The album also marks something of a break away from the sound of the group’s 2011 release Codes and Keys, an album that departed from the band’s typically guitar-centered style by placing the emphasis on pianos and vocal samples. In recording Kintsugi, Death Cab faced questions of which direction to take the music.
As if in response, Death Cab has crafted an album that runs back through its history to the group’s earliest music. The songs on Kintsugi are certainly more guitar-centered, but on tracks such as “Ingenue” and “Binary Sea,” it’s also clear that Death Cab is comfortable with retooling its sound.
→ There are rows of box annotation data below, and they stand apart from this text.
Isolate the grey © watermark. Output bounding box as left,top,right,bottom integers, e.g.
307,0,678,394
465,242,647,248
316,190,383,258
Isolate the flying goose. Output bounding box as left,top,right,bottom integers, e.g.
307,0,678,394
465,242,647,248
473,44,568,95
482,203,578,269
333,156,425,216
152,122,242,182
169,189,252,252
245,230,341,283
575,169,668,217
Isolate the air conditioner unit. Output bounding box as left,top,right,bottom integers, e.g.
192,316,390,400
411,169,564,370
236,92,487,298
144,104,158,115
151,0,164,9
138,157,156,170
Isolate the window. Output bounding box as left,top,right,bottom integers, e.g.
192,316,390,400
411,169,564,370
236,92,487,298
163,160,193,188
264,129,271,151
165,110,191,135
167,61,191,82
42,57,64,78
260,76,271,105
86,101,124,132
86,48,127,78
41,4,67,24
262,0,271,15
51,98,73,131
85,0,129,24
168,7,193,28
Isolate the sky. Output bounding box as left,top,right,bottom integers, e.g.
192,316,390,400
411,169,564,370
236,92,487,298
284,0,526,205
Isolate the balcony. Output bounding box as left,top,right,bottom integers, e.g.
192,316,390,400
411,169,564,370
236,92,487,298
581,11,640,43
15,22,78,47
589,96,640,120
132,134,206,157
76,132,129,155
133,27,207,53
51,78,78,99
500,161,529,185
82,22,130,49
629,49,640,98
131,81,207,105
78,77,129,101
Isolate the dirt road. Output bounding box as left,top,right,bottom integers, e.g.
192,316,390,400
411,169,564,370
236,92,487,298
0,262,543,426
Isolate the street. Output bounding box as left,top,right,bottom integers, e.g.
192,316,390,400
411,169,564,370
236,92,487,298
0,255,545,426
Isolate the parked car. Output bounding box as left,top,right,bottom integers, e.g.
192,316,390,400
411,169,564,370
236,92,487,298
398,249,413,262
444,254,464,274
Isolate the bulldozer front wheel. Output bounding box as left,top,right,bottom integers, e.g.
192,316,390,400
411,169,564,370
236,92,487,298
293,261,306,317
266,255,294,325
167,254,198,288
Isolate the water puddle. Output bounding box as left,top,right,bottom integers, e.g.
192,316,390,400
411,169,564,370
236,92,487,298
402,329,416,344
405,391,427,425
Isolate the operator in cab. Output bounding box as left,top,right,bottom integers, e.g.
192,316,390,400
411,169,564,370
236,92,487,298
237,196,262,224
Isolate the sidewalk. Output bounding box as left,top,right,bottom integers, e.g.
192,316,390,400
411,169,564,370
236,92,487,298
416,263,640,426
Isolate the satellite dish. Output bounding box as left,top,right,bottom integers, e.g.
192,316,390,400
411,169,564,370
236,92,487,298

And from that comes Kintsugi’s use of travel as a motif for growth, or at least moving on. Reflecting its own development as a band, Death Cab shows the importance of place as a sense of security you can return to or venture out from. Gibbard has called “No Room In Frame,” which bares his failed marriage, a “kind of traveling song.” Despite his breakup — or perhaps, because of his breakup — he’s the one traveling and growing. Other songs, including “Little Wanderer” and “El Dorado,” also equate place with belonging and a yearning for connection.
Despite being eight albums into an extremely successful musical career, the members of Death Cab show that they’re not done growing. With Kintsugi, the band publicly embraces the shattered pieces of its past to rebuild and move forward with a sound and message more complete and secure than ever before.